"Claude told us business is bad this year," David says, "on accounta word is around the lake's fished out. They're going to other lakes, Claude's dad flies them in his seaplane, neat eh? But he says some of the men went out in the spring with a dragnet and there's all kinds of them down there, real big ones, they're just gettin' too smart." David is slipping into his yokel dialect; he does it for fun, it's a parody of himself, the way he says he talked back in the fifties when he wanted to be a minister and was selling Bibles door-to-door to put himself through theological seminary: "Hey lady, wanna buy a dirty book?" Now though it seems to be unconscious, maybe he's doing it for Claude, to make it clear he too is a man of the people. Or maybe it's an experiment in Communications, that's what he teaches, at night, the same place Joe works; it's an Adult Education programme. David calls it Adult Vegetation; he got the job because he was once a radio announcer.
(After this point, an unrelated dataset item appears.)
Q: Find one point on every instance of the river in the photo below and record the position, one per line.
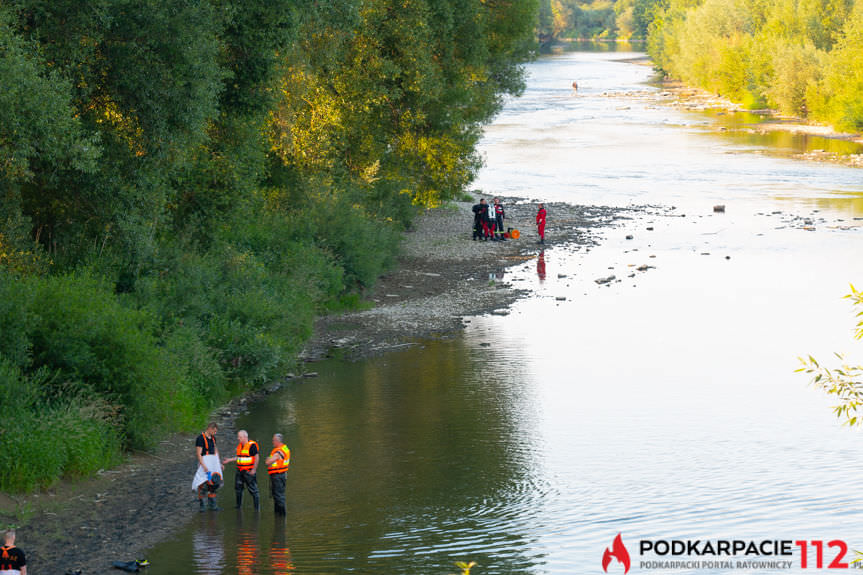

"Any news?" Joe asks, in a neutral mumble that signals he'd prefer it if I kept from showing any reaction, no matter what has happened.
"No," I say, "Nothing different." Voice level, calm. Perhaps that was what he liked about me, there must have been something, though I can't reconstruct our first meeting, now I can: it was in a store, I was buying some new brushes and a spray tin of fixative. He said Do you live around here and we went to the corner for a coffee, except I had a 7-up instead. What impressed him that time, he even mentioned it later, cool he called it, was the way I took off my clothes and put them on again later very smoothly as if I were feeling no emotion. But I really wasn't.
Claude comes back with the beer and I say "Thank you" and glance up at him and his face dissolves and re-forms, he was about eight the last time I was here; he used to peddle worms in rusted tin cans to the fishermen down by the government dock. He's uneasy now, he can tell I recognize him.